Lewis Baltz
[Photographer, b. 1945, Newport Beach, California, d. 2014, Paris.]

 I saw a world that was being shoved down my throat, and I thought by putting up a mirror to it I could show it to itself. 

Christian Metz
[Writer and film theorist, b. 1931, Béziers, France, lives in France.]

 Photography is the mirror, more faithful than any actual mirror, in which we witness at every age, our own aging. The actual mirror accompanies us through time, thoughtfully and treacherously; it changes with us, so that we appear not to change. 

August Sander
[Photographer, b. 1876, Herdorf, Germany, d. 1964, Cologne.]

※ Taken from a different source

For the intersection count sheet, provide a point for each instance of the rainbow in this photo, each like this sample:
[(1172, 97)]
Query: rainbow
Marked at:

 I never made a person look bad. They do that themselves. The portrait is your mirror. 

Larry Fink
[Photographer, b. 1941, Brooklyn, New York, lives in Martins Creek, Pennsylvania.]

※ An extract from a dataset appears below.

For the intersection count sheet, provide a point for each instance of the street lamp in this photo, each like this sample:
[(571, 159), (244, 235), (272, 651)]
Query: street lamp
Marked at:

 The pictures are taken in the spirit of finding myself in the other or finding the other in myself. (On his images published as Social Graces, made mainly at museum and gallery parties and similar high-end social functions.) 

Eikoh Hosoe
[Photographer, b. 1933, Yonezawa, Yamagata Prefecture, Japan, lives in Tokyo.]

 To me, a photograph is both a record and a testimony, mirror and window... in which inside and outside are as one, ever-changing... The camera is generally assumed to be unable to depict that which is not visible to the eye. And yet the photographer who wields it well can depict what lies unseen in his memory. 

Peter Galassi
[Curator and writer, b. 1951, Washington, D.C., lives in New York.]

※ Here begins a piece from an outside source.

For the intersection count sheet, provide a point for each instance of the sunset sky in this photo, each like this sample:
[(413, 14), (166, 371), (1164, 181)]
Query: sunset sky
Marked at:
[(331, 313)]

 One of the great adventures of modernism began when painters closed the window of Renaissance perspective and contemplated the shuttered field of the picture plane. In theory, the medium of photography—a perfect, mechanical embodiment of perspective—would seem to have had no role to play in such an enterprise. But the photograph is a picture too, and photography’s modernist adventure might be described as a dialogue between the transparency of the open window and the impenetrable surface of the image. 

Jeff Wall
[Photographer, b. 1946, Vancouver, Canada, lives in Vancouver.]

 Every picture-constructing advantage accumulated over centuries is given up to the jittery flow of events as they unfold. The rectangle of the viewfinder and the speed of the shutter, photography’s “window of equipment,” is all that remains of the great craft-complex of composition. 

Alec Soth
[Photographer, b. 1969, Minneapolis, Minnesota, lives in Saint Paul, Minnesota.]

 Whether you are Minor White or Robert Frank, almost every photograph starts with an act of pure description—a window. But every now and then you catch a glimpse of the photographer’s reflection. The mirror is just another function of the window.